The main goal of a CRO strategy is to enhance the user experience and maximize the effectiveness of a website in generating conversions. This can be achieved through various tactics and techniques, including:

  1. Data analysis: A CRO strategy heavily relies on data to understand user behavior. By analyzing metrics and conducting user research, businesses can identify trends, pain points, and opportunities for improvement.
  2. A/B testing: This technique involves testing multiple versions of a webpage or element to determine which one performs better. By comparing different variations and measuring their impact on conversion rates, businesses can make data-driven decisions to optimize their digital assets.
  3. User journey mapping: Understanding how users navigate through a website and interact with different touchpoints is crucial. By mapping out the user journey, businesses can identify gaps or friction points that hinder conversion and optimize those areas for a seamless experience.
  4. Personalization: Tailoring the user experience based on individual preferences and behavior can significantly impact conversion. By leveraging data and technology, businesses can deliver personalized recommendations, offers, and messages to engage users and increase the likelihood of conversion.
  5. UX/UI improvements: Optimizing the user interface and enhancing the user experience play a vital role in CRO strategies. Simplifying navigation, improving page load speed, and ensuring mobile-friendliness are key aspects that can positively impact conversion rates.
  6. Communication and trust-building: Establishing trust and effectively communicating value propositions are essential for conversion. Implementing trust signals, such as customer reviews and security badges, and crafting compelling content can instill confidence in users and increase their likelihood of converting.

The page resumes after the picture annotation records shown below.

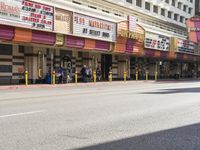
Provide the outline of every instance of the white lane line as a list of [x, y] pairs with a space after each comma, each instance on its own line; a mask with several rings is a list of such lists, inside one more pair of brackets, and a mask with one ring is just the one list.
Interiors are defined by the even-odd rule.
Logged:
[[24, 116], [24, 115], [32, 115], [37, 113], [42, 113], [44, 110], [38, 110], [38, 111], [30, 111], [30, 112], [23, 112], [23, 113], [16, 113], [16, 114], [9, 114], [9, 115], [3, 115], [0, 116], [0, 118], [7, 118], [7, 117], [15, 117], [15, 116]]

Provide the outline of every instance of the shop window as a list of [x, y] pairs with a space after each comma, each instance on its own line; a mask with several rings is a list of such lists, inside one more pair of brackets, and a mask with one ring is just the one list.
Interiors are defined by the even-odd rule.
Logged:
[[150, 11], [150, 3], [149, 2], [145, 2], [145, 9]]
[[153, 6], [153, 12], [158, 13], [158, 6]]
[[136, 6], [142, 7], [142, 0], [136, 0]]

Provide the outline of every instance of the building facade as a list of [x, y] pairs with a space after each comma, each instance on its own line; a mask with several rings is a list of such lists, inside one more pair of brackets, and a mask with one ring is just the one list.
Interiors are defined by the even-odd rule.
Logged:
[[[102, 80], [197, 77], [199, 43], [188, 40], [185, 0], [0, 0], [0, 84], [44, 83], [83, 65]], [[69, 72], [68, 72], [69, 73]], [[66, 82], [66, 75], [63, 79]]]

By implementing a well-defined CRO strategy, businesses can continuously enhance their digital presence, improve conversion rates, and ultimately drive revenue growth. It is an ongoing process that requires monitoring, testing, and iterating based on data-driven insights to ensure continuous optimization and success in the digital landscape.

CRO strategy: TLDR The key takeaways

While tactical CRO is important, strategic CRO helps to optimize ROI and lead digital transformation across your organization. Implementing a CRO strategy entails a mindset shift towards long-term rather than short-term thinking. You must gain a deeper understanding of your customers and align CRO goals with the broader goals of your business.

To diagnose where you are on your journey towards strategic CRO, work out where the gaps are. These could be in the skillset of your team, in your processes, or in the data points you currently have access to.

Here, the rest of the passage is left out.